(Pedra de Toque): Roldan, don’t you think it’s a risk to fall prey to the excessive sexuality, as set up by David Haize, in the As Três Viagens… [The Three Journeys of David Haize]…, in the name of pleasure, even that, with aging and the powerlessness it brings, we might become more frustrated with what we lose than we would be if our drive was (as it is in many men and women) refrained?
(Rod Roldan-Roldan) If it’s a risk, in terms of literature, I don’t know. I can only say that sexuality – as well as with authors like Henry Miller and D. H. Lawrence, for instance – is the trademark of Roldan-Roldan, as well as identity and exile. In the other hand, David Haize is a hedonist and he will be one until his death.
(Pedra de Toque): What is the novelty you postulate for us? You reject socialism and capitalism… Would this novelty you promote be a new “old” “third way”? Would it be utopia or what exactly?
(Rod Roldan-Roldan) I don’t believe this is a utopia, although human being remains too backward. Yes, perhaps a “new old third way”. Neither the totalitarian Stalinism and Maoism nor the dictatorship of capital, that is to say, the subordination of social welfare to the abusive and unfair rules of neoliberalism, rules that look down at ethics, morals and humanist values.
(Pedra de Toque): Just in case we didn’t have it clear, you postulate a fourth way? Neither socialist totalitarianism nor dictatorial capitalism or the pretentious neoliberalism? Is this what you mean? What would you call this new pathway?
(Rod Roldan-Roldan) Yes. Exactly. Perhaps we may call it simply humanism, a term that is being used.
(Pedra de Toque): How do you consider our civilization? Are we Western? Brazilian? Latin-American? Or do you see any other ideological vessel in which our people could be included and feel more comfortable in terms of culture?
(Rod Roldan-Roldan) We’re Latin-American (although the Andean countries are one thing, those from the south cone are another thing and those from the Atlantic – Brazil, Venezuela, Guianas and the Caribbean – are something different), we’re a subdivision of the Western civilization. A Brazilian man differs a lot culturally from a European man. In other words, the Brazilian culture and civilization are different from those of Europe and also from those of the United States.

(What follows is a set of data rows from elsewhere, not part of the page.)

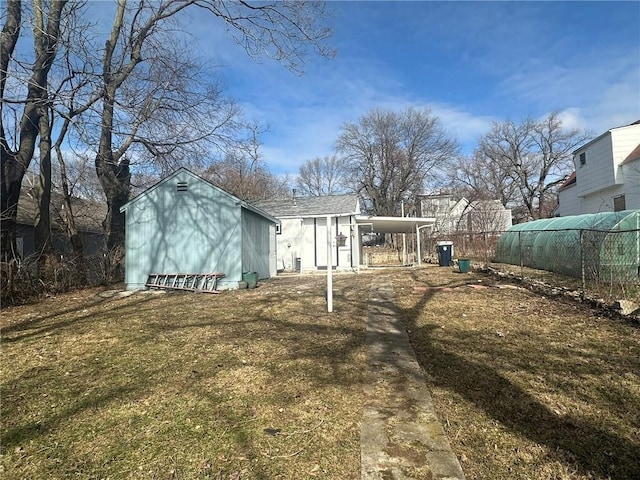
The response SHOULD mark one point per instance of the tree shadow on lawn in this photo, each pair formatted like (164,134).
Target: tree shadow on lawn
(585,446)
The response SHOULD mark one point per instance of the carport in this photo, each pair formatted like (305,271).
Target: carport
(373,224)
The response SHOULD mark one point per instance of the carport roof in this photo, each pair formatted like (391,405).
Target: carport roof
(371,224)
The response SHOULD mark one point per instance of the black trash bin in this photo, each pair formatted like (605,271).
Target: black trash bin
(445,254)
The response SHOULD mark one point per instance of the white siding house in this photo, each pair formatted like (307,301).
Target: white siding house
(302,235)
(607,174)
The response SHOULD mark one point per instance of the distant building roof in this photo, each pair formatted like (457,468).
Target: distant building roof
(310,206)
(569,181)
(634,155)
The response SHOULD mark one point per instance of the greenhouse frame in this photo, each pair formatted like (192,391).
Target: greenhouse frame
(603,246)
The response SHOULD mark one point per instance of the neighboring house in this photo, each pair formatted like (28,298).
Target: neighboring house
(88,217)
(606,176)
(302,235)
(457,216)
(184,224)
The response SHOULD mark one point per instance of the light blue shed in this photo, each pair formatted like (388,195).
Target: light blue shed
(185,224)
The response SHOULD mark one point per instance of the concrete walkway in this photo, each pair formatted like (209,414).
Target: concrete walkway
(401,436)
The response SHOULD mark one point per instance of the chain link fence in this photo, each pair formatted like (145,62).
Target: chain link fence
(596,263)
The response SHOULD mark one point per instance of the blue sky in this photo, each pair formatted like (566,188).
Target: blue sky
(471,63)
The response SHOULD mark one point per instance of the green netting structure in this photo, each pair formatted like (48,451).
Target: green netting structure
(603,245)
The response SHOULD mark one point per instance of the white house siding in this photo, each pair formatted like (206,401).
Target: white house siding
(624,140)
(306,239)
(598,172)
(632,185)
(568,202)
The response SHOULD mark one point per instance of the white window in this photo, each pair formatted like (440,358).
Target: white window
(619,204)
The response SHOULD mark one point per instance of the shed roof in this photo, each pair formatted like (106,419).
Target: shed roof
(311,206)
(238,201)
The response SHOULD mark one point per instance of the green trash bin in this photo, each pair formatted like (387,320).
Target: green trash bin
(251,278)
(464,264)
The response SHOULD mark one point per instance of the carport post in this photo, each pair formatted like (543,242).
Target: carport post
(418,228)
(329,266)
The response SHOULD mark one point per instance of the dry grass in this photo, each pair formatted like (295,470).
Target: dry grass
(264,384)
(259,384)
(527,387)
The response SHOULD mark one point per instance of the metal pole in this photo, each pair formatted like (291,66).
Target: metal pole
(582,275)
(418,246)
(329,267)
(404,240)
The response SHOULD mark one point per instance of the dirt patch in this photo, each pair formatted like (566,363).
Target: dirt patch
(526,386)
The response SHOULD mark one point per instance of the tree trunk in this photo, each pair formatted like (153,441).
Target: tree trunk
(70,221)
(115,179)
(14,164)
(42,227)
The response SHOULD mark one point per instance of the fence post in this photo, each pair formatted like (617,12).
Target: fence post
(582,273)
(520,253)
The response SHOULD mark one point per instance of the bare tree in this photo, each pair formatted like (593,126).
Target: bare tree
(283,31)
(532,158)
(15,158)
(322,176)
(393,156)
(243,173)
(479,178)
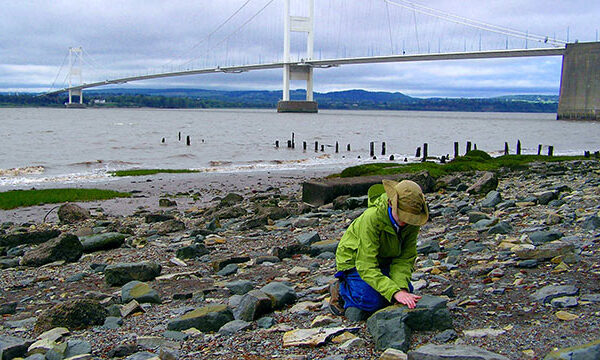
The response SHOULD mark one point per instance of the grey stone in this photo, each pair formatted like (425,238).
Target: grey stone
(589,351)
(542,237)
(355,314)
(240,287)
(206,319)
(265,322)
(121,274)
(253,305)
(140,292)
(452,352)
(12,347)
(234,326)
(308,238)
(113,322)
(446,336)
(281,294)
(71,213)
(591,223)
(65,247)
(229,269)
(501,228)
(323,246)
(547,293)
(564,302)
(486,183)
(105,241)
(492,199)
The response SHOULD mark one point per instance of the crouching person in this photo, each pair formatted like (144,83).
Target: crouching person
(376,255)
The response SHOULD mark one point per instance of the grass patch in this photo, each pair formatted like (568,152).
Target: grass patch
(474,161)
(18,198)
(144,172)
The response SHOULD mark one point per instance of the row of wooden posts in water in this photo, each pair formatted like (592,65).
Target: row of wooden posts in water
(291,144)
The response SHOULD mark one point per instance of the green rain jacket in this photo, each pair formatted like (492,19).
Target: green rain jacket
(371,242)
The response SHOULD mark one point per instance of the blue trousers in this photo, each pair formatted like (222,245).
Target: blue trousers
(357,293)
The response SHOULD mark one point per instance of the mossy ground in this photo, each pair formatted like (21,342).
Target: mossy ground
(18,198)
(144,172)
(476,160)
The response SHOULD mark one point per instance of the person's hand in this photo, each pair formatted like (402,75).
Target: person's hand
(406,298)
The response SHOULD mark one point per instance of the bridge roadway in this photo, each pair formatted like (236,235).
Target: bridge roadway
(331,63)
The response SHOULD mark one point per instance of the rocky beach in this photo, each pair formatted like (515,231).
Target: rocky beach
(237,266)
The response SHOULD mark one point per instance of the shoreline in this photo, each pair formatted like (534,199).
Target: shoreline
(147,190)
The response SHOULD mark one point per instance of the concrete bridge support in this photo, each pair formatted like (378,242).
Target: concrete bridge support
(580,83)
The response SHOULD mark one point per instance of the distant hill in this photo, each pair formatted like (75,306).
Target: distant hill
(348,99)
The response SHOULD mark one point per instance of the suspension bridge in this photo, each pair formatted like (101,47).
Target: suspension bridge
(580,78)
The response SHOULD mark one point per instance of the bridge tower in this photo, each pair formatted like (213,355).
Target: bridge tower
(298,71)
(75,73)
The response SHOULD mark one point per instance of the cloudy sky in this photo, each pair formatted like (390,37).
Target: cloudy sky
(132,37)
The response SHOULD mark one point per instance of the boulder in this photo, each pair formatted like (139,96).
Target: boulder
(486,183)
(140,292)
(74,315)
(583,352)
(253,305)
(206,319)
(121,274)
(65,247)
(281,294)
(72,213)
(452,352)
(104,241)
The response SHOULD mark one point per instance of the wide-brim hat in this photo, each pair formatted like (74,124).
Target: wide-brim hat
(407,198)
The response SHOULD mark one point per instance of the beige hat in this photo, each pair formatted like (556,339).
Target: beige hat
(407,198)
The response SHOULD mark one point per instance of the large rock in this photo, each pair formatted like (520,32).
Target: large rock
(281,294)
(74,315)
(72,213)
(121,274)
(547,293)
(140,292)
(452,352)
(32,237)
(207,319)
(253,305)
(486,183)
(104,241)
(12,347)
(590,351)
(65,247)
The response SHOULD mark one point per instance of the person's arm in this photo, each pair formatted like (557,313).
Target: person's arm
(367,264)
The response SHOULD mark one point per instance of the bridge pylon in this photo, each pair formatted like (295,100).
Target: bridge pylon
(75,73)
(298,71)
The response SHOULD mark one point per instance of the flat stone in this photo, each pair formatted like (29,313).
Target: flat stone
(564,302)
(589,351)
(547,293)
(234,326)
(104,241)
(121,274)
(207,319)
(452,352)
(311,337)
(140,292)
(542,237)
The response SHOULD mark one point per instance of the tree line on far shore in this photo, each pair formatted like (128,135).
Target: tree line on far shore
(351,100)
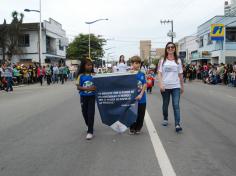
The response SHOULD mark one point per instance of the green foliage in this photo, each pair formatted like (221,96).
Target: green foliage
(79,48)
(155,61)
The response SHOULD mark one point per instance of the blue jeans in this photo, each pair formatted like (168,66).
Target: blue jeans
(175,93)
(9,83)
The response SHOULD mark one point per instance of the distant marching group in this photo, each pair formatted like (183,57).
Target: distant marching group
(14,74)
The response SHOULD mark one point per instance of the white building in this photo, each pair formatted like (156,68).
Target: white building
(187,48)
(54,43)
(216,51)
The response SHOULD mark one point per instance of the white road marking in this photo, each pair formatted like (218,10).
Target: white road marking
(230,96)
(163,160)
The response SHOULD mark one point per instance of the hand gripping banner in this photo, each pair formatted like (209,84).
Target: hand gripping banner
(115,97)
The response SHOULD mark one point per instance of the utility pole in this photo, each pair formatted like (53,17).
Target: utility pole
(171,34)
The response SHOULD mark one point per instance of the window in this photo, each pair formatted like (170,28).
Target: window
(209,41)
(60,46)
(231,34)
(24,40)
(201,43)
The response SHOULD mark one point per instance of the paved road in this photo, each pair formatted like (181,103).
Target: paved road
(42,133)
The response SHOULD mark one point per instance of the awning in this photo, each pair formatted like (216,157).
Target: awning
(197,59)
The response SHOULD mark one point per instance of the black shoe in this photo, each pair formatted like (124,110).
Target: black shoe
(178,128)
(131,132)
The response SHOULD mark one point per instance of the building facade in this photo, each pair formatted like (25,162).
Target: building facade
(216,52)
(54,43)
(187,48)
(145,49)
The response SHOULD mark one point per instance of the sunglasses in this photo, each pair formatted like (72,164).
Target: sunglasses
(170,47)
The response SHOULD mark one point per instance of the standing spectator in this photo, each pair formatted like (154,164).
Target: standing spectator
(16,73)
(40,75)
(1,77)
(48,75)
(61,74)
(8,75)
(171,83)
(55,74)
(122,67)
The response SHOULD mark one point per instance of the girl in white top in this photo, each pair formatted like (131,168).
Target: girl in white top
(122,67)
(171,83)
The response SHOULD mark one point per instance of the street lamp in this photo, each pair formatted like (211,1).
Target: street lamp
(89,23)
(40,29)
(171,33)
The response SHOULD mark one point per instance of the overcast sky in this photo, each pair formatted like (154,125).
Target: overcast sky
(129,20)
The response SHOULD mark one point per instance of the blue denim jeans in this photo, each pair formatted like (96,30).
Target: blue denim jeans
(9,83)
(175,93)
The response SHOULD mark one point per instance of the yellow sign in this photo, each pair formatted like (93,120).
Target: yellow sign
(217,31)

(Pedra de Toque): What is the film you never get enough of watching?
(Rod Roldan-Roldan) As a movie buff, there are many. If I were to choose only two, I would go for The Leopard, by Visconti, and Last Year at Marienbad, by Resnais. I would also remark the revolutionary masterpiece, both in form and content, and that seldom is among the best of all times: Dogville, by Lars von Trier; the extraordinary Burn, by Pontecorvo (one of the greatest political films ever made) and Ana and the Wolves, by Saura, a unique metaphor on Franco dictatorship.
(Pedra de Toque): What’s the best Brazilian film director in your opinion? Once you follow the Brazilian movies.
(Rod Roldan-Roldan) Nowadays, Kleber Mendonça Filho. Neighboring Sounds and Aquarius have brought to the screens what Brazil insists in not watching. But, sure, I can’t fail to mention Walter Salles, who I respect too much both as a filmmaker and a human being.
(Pedra de Toque): Do you have many influences from the seventh art in your writing, or life and other arts also bring interesting things?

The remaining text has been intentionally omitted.